Local team wins $5000 from Microsoft to tackle GBV in South Africa

microsoft safe at home hackathon for abuse

Microsoft has announced the winners of its Safe@Home hackathon, with the winning team receiving $5000 from the company to further develop their solution.

The winners of the hackathon were the “Combat Against GBV” team, who presented their demo along with five other finalists on 26 October.

The solution provided a multifaceted approach. It uses a variety of chatbots to educate users about gender-based and domestic violence. Meanwhile, it also features a USSD-enabled platform to help survivors seek help.

The USSD demo also showed multiple language options for users.

Naomi Bisimwa presented her team’s solution and demo to judges and viewers during the finals.

Naomi Bisimwa Combat against GBV
Naomi Bisimwa from the Combat Against GBV team, who presented the winning demo at the Safe@Home Hackathon for South Africa.

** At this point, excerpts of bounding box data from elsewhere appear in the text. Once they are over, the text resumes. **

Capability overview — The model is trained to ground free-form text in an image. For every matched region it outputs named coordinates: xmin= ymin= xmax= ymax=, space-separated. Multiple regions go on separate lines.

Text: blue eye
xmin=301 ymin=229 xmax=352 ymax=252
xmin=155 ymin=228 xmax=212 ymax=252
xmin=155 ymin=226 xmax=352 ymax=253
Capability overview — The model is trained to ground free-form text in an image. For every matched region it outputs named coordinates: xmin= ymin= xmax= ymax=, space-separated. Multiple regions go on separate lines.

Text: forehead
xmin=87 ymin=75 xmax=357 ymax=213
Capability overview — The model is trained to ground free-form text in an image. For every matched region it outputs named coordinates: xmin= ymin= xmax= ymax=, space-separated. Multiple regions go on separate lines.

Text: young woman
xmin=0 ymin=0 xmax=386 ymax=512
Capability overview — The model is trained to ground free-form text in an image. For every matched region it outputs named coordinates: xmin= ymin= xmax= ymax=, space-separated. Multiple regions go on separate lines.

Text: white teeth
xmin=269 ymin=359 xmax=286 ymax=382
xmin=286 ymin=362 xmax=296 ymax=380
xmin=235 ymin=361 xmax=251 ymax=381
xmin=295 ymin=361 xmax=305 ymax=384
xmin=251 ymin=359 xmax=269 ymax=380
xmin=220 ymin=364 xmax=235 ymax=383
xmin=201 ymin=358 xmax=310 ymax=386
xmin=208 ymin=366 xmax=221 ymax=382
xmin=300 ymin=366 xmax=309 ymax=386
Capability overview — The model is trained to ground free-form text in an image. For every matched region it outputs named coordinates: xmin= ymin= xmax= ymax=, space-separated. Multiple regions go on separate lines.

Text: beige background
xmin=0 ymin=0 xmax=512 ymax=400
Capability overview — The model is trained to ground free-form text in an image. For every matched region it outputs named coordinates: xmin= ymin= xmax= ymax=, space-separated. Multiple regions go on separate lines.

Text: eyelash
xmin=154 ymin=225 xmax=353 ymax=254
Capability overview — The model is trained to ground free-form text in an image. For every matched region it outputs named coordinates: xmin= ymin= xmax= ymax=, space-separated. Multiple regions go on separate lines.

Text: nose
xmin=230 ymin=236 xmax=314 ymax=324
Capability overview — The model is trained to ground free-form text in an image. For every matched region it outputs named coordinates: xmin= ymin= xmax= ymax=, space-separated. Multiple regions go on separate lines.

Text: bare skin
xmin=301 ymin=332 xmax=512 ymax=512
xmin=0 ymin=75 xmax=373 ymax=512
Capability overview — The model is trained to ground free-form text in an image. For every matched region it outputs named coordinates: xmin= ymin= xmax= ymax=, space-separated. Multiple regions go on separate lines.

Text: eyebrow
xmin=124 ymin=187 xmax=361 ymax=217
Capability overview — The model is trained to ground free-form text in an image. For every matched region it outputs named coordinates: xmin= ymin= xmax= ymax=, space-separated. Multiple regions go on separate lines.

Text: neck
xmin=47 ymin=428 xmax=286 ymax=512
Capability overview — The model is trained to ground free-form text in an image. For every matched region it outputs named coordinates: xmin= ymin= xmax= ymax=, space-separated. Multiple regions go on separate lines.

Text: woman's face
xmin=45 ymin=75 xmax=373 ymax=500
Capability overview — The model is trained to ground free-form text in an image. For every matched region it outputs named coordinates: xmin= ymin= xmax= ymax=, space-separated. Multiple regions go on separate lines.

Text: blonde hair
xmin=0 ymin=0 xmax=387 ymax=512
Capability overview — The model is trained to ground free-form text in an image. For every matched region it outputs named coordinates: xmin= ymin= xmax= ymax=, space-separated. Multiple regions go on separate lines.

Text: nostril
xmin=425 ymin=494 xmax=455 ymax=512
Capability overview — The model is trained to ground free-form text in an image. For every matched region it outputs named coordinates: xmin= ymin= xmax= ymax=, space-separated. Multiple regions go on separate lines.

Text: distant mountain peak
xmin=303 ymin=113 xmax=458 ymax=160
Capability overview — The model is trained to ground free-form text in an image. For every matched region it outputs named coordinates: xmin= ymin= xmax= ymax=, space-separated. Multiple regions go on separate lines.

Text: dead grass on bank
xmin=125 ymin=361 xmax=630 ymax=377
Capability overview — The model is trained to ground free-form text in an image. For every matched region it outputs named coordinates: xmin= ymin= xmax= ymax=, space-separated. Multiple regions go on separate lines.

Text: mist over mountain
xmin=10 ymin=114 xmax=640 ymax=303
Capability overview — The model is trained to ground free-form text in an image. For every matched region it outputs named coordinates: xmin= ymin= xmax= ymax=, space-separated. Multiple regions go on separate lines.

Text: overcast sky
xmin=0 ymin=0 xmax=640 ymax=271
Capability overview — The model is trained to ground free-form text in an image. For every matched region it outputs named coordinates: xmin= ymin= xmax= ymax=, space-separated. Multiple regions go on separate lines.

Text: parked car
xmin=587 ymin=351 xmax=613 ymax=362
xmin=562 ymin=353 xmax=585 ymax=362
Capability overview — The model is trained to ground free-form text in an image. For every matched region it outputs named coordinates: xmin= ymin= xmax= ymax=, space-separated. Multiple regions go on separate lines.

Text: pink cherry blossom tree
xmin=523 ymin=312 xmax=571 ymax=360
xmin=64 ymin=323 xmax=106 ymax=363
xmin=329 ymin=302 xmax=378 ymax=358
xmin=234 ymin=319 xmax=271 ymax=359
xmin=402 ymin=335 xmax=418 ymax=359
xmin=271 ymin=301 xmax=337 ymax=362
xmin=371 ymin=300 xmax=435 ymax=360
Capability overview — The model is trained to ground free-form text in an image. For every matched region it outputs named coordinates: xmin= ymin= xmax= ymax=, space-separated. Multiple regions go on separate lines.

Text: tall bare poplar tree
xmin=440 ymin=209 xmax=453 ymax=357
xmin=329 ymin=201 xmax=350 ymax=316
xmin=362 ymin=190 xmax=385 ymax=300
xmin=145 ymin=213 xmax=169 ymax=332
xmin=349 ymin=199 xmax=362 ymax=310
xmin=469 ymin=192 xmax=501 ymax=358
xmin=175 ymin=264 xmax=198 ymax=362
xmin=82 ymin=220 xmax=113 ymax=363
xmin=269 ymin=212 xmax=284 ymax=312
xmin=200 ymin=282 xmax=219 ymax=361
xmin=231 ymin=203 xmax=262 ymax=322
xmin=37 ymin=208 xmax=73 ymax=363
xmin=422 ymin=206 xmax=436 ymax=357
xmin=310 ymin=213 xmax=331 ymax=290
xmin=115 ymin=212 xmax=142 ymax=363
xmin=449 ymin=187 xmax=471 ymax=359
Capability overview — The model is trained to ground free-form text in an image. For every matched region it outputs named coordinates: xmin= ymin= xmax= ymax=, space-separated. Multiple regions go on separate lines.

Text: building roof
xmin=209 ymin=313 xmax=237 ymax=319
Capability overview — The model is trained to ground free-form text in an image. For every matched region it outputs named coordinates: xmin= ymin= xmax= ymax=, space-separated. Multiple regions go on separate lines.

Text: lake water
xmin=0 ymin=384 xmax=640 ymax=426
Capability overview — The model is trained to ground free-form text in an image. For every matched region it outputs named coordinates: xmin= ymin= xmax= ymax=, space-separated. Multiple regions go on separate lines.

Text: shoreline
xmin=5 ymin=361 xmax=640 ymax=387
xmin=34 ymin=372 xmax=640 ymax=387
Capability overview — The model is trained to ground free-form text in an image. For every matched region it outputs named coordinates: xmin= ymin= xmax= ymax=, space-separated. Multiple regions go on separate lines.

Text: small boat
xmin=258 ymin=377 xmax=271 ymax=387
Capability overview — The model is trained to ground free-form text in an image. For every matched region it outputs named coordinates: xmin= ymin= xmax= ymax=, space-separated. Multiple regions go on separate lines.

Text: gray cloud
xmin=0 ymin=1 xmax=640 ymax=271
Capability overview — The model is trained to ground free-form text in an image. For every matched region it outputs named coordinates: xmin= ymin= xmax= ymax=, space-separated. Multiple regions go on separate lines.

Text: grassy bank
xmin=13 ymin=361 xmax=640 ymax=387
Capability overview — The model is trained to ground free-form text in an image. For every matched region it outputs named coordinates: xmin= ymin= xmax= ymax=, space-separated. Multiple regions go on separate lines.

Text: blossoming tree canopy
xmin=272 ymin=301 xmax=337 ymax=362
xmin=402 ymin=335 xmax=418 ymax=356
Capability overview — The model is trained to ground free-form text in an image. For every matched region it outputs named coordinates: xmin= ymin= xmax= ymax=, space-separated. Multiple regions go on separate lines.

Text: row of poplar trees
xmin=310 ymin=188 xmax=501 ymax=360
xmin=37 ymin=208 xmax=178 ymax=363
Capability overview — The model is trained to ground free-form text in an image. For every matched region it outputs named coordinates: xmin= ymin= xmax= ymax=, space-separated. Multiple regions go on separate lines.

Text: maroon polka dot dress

“The South African hackathon, which has run since August, has been incredibly successful and we have seen a wealth of creative and sustainable ideas from our developer teams who have grappled with the unique issues and challenges surrounding gender-based violence in South Africa,” Lillian Barnard, Managing Director of Microsoft South Africa, said.

“The winning solution takes these into account and is a solution that the judges agreed would effectively be able to help South Africa’s most vulnerable and at-risk.”

The solution from “Combat Against GBV” will now be developed into a full application. The platform will be owned and used by the campaign’s NGO partners: 1000 Women and TEARS Foundation.

Microsoft hackathon runners up

The runner ups in the hackathon were iWitness and Report Matters.

iWitness took second place and will receive $2000 from Microsoft. The solution uses WhatsApp and remote storage to help those living with domestic violence to safely capture evidence.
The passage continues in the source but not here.